In summary, we show for the first time that iPSC-cm induces alveolar repair in vitro and reduces bleomycin-induced lung injury and fibrosis in vivo. Although further studies need to be performed, we assume that improvement of alveolar epithelial repair induced by iPSC-cm contributes significantly to the antifibrotic effect we observed after intratracheal iPSC-cm instillation.
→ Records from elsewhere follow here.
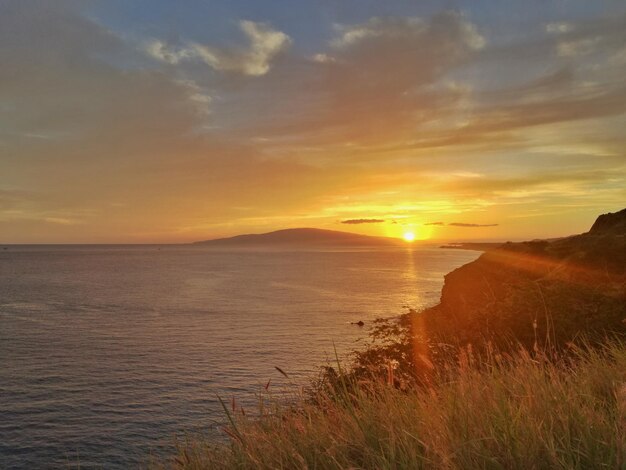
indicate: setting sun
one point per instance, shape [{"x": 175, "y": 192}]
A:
[{"x": 408, "y": 236}]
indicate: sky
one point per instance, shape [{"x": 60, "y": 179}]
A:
[{"x": 153, "y": 121}]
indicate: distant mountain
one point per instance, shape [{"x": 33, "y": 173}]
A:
[{"x": 302, "y": 237}]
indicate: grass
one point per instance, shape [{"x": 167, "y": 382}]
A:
[{"x": 493, "y": 412}]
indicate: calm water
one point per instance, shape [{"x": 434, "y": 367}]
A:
[{"x": 107, "y": 353}]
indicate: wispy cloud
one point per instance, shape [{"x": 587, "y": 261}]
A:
[
  {"x": 265, "y": 43},
  {"x": 461, "y": 224},
  {"x": 362, "y": 221}
]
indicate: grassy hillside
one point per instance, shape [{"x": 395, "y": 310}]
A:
[
  {"x": 493, "y": 377},
  {"x": 482, "y": 412}
]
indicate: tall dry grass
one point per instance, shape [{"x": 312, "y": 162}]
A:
[{"x": 520, "y": 411}]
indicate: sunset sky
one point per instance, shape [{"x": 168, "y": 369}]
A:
[{"x": 174, "y": 121}]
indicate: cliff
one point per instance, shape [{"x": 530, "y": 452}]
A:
[{"x": 542, "y": 291}]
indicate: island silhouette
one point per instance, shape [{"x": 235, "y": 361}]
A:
[{"x": 303, "y": 237}]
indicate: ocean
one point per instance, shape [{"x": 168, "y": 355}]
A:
[{"x": 108, "y": 353}]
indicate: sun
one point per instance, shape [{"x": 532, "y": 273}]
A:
[{"x": 408, "y": 236}]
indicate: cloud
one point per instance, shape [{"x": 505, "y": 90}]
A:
[
  {"x": 460, "y": 224},
  {"x": 375, "y": 81},
  {"x": 265, "y": 44},
  {"x": 362, "y": 221}
]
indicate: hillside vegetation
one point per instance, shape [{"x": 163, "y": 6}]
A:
[{"x": 521, "y": 365}]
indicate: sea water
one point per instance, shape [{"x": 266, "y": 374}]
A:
[{"x": 108, "y": 353}]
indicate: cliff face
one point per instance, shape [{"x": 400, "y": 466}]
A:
[{"x": 538, "y": 291}]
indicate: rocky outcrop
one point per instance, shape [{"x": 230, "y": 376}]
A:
[
  {"x": 610, "y": 223},
  {"x": 537, "y": 292}
]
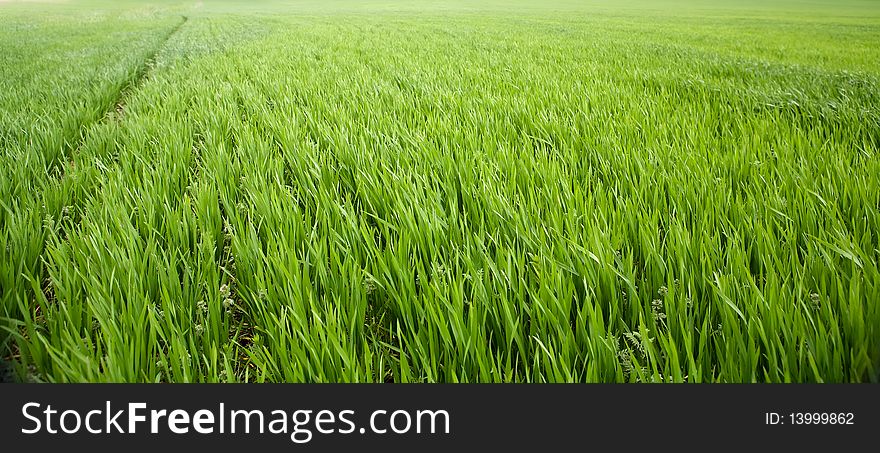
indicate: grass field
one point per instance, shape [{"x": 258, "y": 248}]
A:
[{"x": 378, "y": 191}]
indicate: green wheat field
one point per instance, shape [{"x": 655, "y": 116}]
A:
[{"x": 453, "y": 191}]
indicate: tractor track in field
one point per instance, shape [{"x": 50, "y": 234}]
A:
[
  {"x": 57, "y": 172},
  {"x": 113, "y": 112}
]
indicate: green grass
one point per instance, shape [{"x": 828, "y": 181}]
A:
[{"x": 448, "y": 192}]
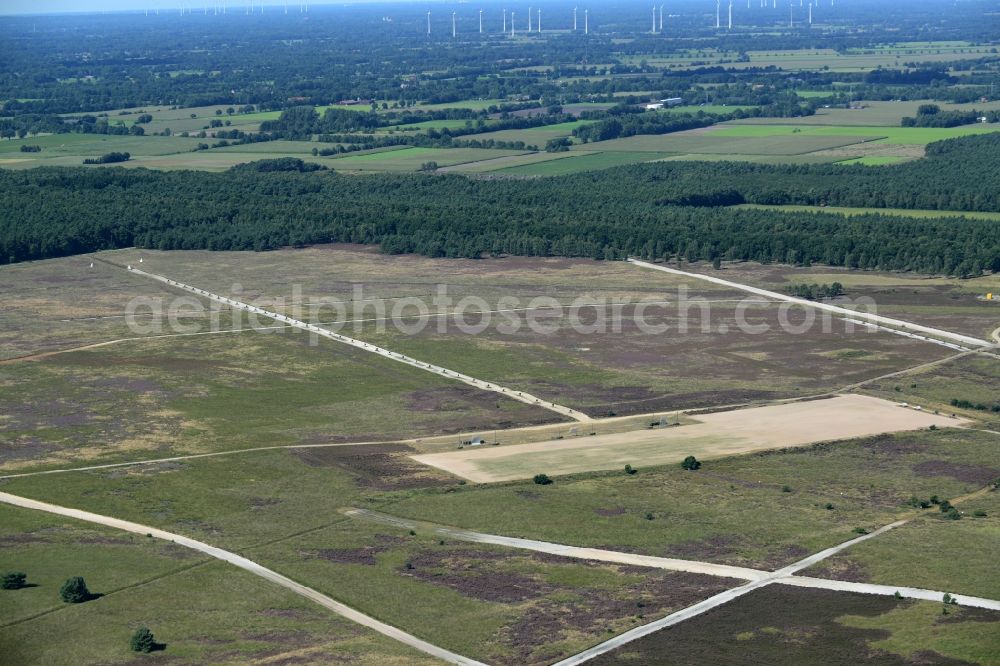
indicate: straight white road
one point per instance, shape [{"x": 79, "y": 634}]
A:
[
  {"x": 247, "y": 565},
  {"x": 904, "y": 326},
  {"x": 757, "y": 578},
  {"x": 400, "y": 358}
]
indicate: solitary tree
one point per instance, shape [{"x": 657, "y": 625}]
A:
[
  {"x": 13, "y": 580},
  {"x": 74, "y": 591},
  {"x": 142, "y": 640}
]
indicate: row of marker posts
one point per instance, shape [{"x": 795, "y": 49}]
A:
[{"x": 351, "y": 341}]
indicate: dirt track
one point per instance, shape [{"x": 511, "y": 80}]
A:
[
  {"x": 252, "y": 567},
  {"x": 719, "y": 434}
]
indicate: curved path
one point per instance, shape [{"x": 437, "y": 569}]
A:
[
  {"x": 871, "y": 318},
  {"x": 400, "y": 358},
  {"x": 252, "y": 567}
]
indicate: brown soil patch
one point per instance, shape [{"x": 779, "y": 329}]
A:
[
  {"x": 470, "y": 573},
  {"x": 712, "y": 549},
  {"x": 977, "y": 474},
  {"x": 376, "y": 466},
  {"x": 841, "y": 568},
  {"x": 661, "y": 594}
]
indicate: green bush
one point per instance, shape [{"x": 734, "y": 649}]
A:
[
  {"x": 13, "y": 580},
  {"x": 142, "y": 640},
  {"x": 74, "y": 591},
  {"x": 691, "y": 463}
]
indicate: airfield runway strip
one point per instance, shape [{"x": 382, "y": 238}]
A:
[
  {"x": 247, "y": 565},
  {"x": 400, "y": 358},
  {"x": 892, "y": 325}
]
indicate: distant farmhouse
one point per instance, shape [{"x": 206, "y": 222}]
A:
[{"x": 670, "y": 101}]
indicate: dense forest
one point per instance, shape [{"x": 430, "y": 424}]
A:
[{"x": 659, "y": 210}]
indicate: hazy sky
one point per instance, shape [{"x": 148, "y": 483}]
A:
[{"x": 45, "y": 6}]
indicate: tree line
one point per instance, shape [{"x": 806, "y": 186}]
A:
[{"x": 666, "y": 210}]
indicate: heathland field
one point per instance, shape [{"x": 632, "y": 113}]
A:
[
  {"x": 228, "y": 615},
  {"x": 299, "y": 431}
]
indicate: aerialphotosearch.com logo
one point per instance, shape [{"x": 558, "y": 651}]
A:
[{"x": 677, "y": 313}]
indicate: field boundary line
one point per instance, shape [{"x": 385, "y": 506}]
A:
[
  {"x": 251, "y": 566},
  {"x": 520, "y": 396}
]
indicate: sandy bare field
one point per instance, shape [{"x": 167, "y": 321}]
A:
[{"x": 713, "y": 436}]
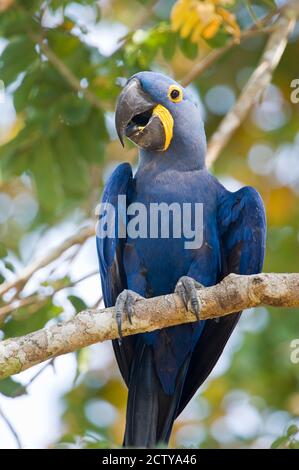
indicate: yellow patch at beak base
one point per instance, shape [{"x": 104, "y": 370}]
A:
[{"x": 167, "y": 122}]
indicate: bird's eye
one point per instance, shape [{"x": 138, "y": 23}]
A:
[{"x": 175, "y": 94}]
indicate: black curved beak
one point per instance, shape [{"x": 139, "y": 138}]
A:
[{"x": 134, "y": 118}]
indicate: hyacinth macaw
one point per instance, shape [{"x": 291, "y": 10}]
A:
[{"x": 163, "y": 369}]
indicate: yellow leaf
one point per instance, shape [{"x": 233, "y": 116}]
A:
[{"x": 212, "y": 29}]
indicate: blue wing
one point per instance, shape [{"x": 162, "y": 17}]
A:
[
  {"x": 110, "y": 254},
  {"x": 242, "y": 231}
]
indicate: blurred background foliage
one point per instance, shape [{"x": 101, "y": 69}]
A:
[{"x": 63, "y": 64}]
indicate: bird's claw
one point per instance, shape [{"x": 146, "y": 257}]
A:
[
  {"x": 125, "y": 306},
  {"x": 186, "y": 288}
]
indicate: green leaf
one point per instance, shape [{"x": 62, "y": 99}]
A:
[
  {"x": 77, "y": 303},
  {"x": 72, "y": 166},
  {"x": 74, "y": 110},
  {"x": 280, "y": 442},
  {"x": 11, "y": 388},
  {"x": 47, "y": 175},
  {"x": 16, "y": 58}
]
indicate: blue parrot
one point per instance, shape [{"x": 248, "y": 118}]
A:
[{"x": 163, "y": 369}]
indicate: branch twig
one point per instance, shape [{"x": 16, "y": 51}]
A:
[
  {"x": 66, "y": 73},
  {"x": 256, "y": 85},
  {"x": 216, "y": 54},
  {"x": 233, "y": 294},
  {"x": 20, "y": 281}
]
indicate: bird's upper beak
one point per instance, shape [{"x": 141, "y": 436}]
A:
[{"x": 139, "y": 118}]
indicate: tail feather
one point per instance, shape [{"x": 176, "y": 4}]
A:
[{"x": 150, "y": 411}]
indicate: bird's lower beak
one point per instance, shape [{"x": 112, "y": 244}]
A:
[{"x": 139, "y": 118}]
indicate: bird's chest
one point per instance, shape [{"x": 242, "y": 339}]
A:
[{"x": 172, "y": 225}]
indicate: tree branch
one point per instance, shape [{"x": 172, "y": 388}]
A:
[
  {"x": 233, "y": 294},
  {"x": 257, "y": 83}
]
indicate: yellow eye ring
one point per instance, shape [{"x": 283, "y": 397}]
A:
[{"x": 175, "y": 94}]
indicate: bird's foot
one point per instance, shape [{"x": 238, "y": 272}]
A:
[
  {"x": 125, "y": 306},
  {"x": 187, "y": 288}
]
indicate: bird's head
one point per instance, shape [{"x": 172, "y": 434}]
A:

HGF obviously represents a crucial mediator in the secretome of iPSCs and contributes to the pro-repair and anti-fibrotic properties of iPSC. However, more detailed analysis of the secretome of iPSCs still needs to be elucidated.

Conclusions

In the first proof-of-concept study we show that conditioned media obtained from iPSCs improved alveolar epithelial repair in vitro and attenuated bleomycin-induced lung injury and fibrosis in vivo, partially by a HGF-dependent mechanism. IPSC-cm therefore has therapeutic potential in lung fibrosis and might offer a promising novel option for patients suffering from pulmonary fibrosis, taking advantage of a novel cell-based, yet cell-free therapy based on the generation of iPSCs.